For over a month, I've been sinking my claws into Buenos Aires, Argentina. Within the first two weeks, I found an apartment with a new roommate/co-worker in the beautifully-located barrio called Recoleta. Its coordinates in the city as well as decor and baller terrace(s) cause me to internally chant:
I'm not worthy! I'm not worthy!
Though I have encountered some really bitter parts of the city so far, the vast majority of my thoughts focus on the innumerable opportunities within reach. On fair-weathered afternoons, stalls of antique paraphernalia and sweet, sweet guitar interludes draw us to San Telmo market. If we're hungry and less motivated, we funnel in coffee and cake, along with a full American breakfast, at a nearby cafe famous for its former literary clientele.

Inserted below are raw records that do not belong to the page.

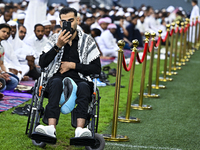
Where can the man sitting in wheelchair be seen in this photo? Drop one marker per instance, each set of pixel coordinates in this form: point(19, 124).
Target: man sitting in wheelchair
point(74, 54)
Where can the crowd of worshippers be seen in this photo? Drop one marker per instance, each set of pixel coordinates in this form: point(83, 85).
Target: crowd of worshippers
point(106, 25)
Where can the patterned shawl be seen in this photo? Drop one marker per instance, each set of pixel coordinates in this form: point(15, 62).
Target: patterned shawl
point(87, 51)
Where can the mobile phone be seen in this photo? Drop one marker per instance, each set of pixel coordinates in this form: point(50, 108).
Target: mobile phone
point(66, 26)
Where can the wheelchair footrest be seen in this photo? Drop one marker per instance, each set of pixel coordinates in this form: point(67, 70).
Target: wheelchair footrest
point(40, 137)
point(82, 141)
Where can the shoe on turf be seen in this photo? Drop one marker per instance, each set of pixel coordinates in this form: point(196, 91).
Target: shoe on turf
point(82, 132)
point(48, 130)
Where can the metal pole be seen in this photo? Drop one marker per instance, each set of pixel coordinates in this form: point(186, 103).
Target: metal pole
point(140, 106)
point(127, 118)
point(165, 79)
point(171, 51)
point(157, 86)
point(176, 47)
point(149, 94)
point(181, 42)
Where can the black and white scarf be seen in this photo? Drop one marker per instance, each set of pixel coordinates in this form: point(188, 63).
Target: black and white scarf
point(87, 51)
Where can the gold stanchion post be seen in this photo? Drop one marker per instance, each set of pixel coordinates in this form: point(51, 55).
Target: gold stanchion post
point(171, 51)
point(185, 45)
point(165, 78)
point(195, 40)
point(192, 44)
point(127, 118)
point(113, 136)
point(188, 53)
point(157, 86)
point(198, 44)
point(140, 106)
point(176, 47)
point(181, 43)
point(149, 94)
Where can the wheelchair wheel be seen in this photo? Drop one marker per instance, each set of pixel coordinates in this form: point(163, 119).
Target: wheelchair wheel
point(99, 144)
point(40, 144)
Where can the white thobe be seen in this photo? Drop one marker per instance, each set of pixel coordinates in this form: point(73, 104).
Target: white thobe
point(107, 44)
point(11, 59)
point(37, 45)
point(36, 13)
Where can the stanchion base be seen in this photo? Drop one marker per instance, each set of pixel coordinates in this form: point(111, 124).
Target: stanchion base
point(170, 73)
point(130, 120)
point(165, 79)
point(118, 138)
point(158, 86)
point(185, 60)
point(176, 68)
point(143, 107)
point(146, 95)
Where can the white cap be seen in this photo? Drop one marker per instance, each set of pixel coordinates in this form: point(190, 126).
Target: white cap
point(50, 17)
point(97, 14)
point(112, 26)
point(127, 14)
point(94, 6)
point(170, 9)
point(12, 23)
point(180, 8)
point(108, 20)
point(116, 7)
point(101, 6)
point(111, 13)
point(120, 13)
point(144, 8)
point(24, 3)
point(88, 15)
point(53, 4)
point(130, 9)
point(2, 5)
point(141, 13)
point(21, 16)
point(46, 23)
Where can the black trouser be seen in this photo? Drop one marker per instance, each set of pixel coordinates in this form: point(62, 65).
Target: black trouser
point(55, 88)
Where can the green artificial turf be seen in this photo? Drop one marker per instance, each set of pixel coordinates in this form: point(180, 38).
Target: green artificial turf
point(174, 121)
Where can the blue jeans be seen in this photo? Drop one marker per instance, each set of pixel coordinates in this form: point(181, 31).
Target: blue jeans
point(11, 84)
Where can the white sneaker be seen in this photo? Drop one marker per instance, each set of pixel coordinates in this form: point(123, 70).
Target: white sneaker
point(48, 130)
point(80, 132)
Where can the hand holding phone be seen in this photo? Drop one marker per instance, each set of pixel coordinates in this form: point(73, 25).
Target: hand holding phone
point(66, 26)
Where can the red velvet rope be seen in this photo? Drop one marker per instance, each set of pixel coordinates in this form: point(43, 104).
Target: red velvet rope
point(130, 64)
point(166, 37)
point(158, 42)
point(144, 54)
point(151, 46)
point(177, 28)
point(172, 31)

Yes, sometimes I'd rather go nowhere, because my apartment is on the better side of baller. As enticing as underground markets and puerto cerrado dinners can be, I'm often equally as motivated to have a little 'personal growth' time here on the couch with a good book on my host country.
South Americans and world citizens all over frequently categorize Argentines as snobs, but we've been lucky in finding porteños that happily absorb us brash Americans into their social circles. And with each listen to their smushed and slurred sentences, our Spanish takes a step closer to fluency.
I have yet to taste mate from a gourd in a breezy park, but you bet your chai it's going to be obsessively documented.
I shant forget the incredible outings–both obscure and cliché–for the taking in BsAs, including the one most people worldwide know of without knowing it: La Boca. When you hear of Argentina, your mental picture is undoubtedly a tango pose in front of a brightly-colored wall. This is La Boca, and it's this place that makes me realize we're in South America. I imagine it's like Times Square was right before Lion King and Disney moved to town.
Regardless of the world around me, I still always have this option. And for this, I am not worthy still. This makes me excited to spend four months in South America's second biggest city.